Divest McGill, a student group advocating socially responsible investment, delivered two petitions to an advisory committee of McGill’s Board of Governors on Friday. The petitions ask McGill to redirect endowment funds from companies in the oil sands and fossil fuels industry, as well as from companies associated with Plan Nord Development.
Each petition has received nearly 800 signatures from students, alumni, faculty, and staff, and the call for divestment has been endorsed by both SSMU and the AUS. Alongside the petitions, members of Divest McGill also submitted a series of briefs outlining the damage being caused by these companies.
Divest McGill seeks to mitigate the social injury caused by “the global threat of climate change, the rejection of indigenous land rights, and the affront to democracy and science posed by these companies.” The group advocates that fossil fuel companies keep 80 percent of their reserves underground and use the remaining 20 percent to power a transition towards more sustainable methods.
According to the Divest McGill website, McGill invests funds from its $955 million endowment in 645 publically traded corporations, of which 37 have been identified as involved in either oil sands, fossil fuels, or both.
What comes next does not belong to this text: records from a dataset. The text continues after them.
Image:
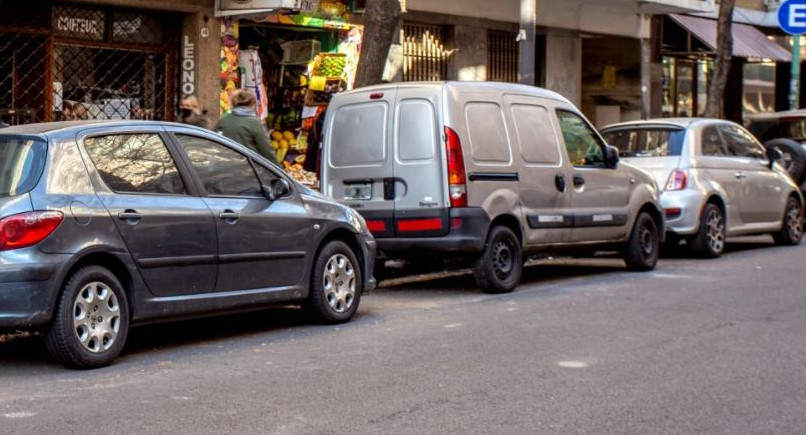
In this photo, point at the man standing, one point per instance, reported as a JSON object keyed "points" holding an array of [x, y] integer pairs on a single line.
{"points": [[243, 126]]}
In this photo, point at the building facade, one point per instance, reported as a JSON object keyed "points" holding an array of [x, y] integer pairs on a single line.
{"points": [[112, 59]]}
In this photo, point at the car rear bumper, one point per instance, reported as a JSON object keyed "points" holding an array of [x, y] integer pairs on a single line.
{"points": [[29, 283], [689, 203], [468, 233]]}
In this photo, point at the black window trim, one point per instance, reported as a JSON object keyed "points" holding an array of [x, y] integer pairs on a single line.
{"points": [[190, 190]]}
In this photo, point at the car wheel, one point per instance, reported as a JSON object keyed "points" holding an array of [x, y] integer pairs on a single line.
{"points": [[91, 321], [792, 231], [643, 247], [711, 237], [794, 157], [336, 285], [499, 268]]}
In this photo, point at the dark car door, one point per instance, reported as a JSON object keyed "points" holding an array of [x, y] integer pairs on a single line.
{"points": [[261, 243], [169, 232]]}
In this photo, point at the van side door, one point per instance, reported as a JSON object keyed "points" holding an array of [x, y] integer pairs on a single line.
{"points": [[545, 178], [357, 163], [600, 195]]}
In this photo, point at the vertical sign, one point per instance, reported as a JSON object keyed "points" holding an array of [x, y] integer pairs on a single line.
{"points": [[188, 67]]}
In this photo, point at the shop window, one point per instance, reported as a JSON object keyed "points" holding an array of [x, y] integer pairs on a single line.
{"points": [[135, 163], [535, 134], [489, 140], [502, 56], [62, 63], [425, 53]]}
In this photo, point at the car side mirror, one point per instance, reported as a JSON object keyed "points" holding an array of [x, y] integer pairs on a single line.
{"points": [[279, 188], [774, 155], [611, 155]]}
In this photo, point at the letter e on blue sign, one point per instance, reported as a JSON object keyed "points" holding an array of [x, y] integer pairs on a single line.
{"points": [[792, 17]]}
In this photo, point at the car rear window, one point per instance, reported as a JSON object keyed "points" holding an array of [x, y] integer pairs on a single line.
{"points": [[646, 142], [21, 163]]}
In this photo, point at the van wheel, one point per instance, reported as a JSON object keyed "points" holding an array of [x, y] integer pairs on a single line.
{"points": [[336, 284], [91, 321], [710, 240], [792, 231], [499, 268], [643, 248]]}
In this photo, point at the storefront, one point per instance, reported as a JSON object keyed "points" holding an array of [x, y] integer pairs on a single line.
{"points": [[64, 61], [687, 52], [293, 61]]}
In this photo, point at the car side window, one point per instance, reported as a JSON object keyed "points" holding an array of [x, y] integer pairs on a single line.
{"points": [[712, 144], [223, 171], [135, 163], [583, 144], [740, 143]]}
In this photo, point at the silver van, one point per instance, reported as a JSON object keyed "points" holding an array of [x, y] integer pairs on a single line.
{"points": [[485, 171]]}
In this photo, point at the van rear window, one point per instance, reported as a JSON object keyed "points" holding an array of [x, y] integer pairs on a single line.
{"points": [[358, 135], [646, 142], [21, 164]]}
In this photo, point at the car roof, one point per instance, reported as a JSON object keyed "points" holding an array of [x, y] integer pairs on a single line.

This constitutes 5.7 percent of the University’s holdings, though exact numbers of shares in each have not been made publicly available and the list of identified companies is likely incomplete.
Divest McGill is part of a greater grassroots student movement being spearheaded by the Canadian Youth Climate Coalition. McGill is not a unique case, and campaigns such as this have spread to 234 universities across Canada and the United States. The content of the petitions and briefs, as well as a list of identified fossil fuel companies in which McGill invests is available at divestmcgill.wordpress.com.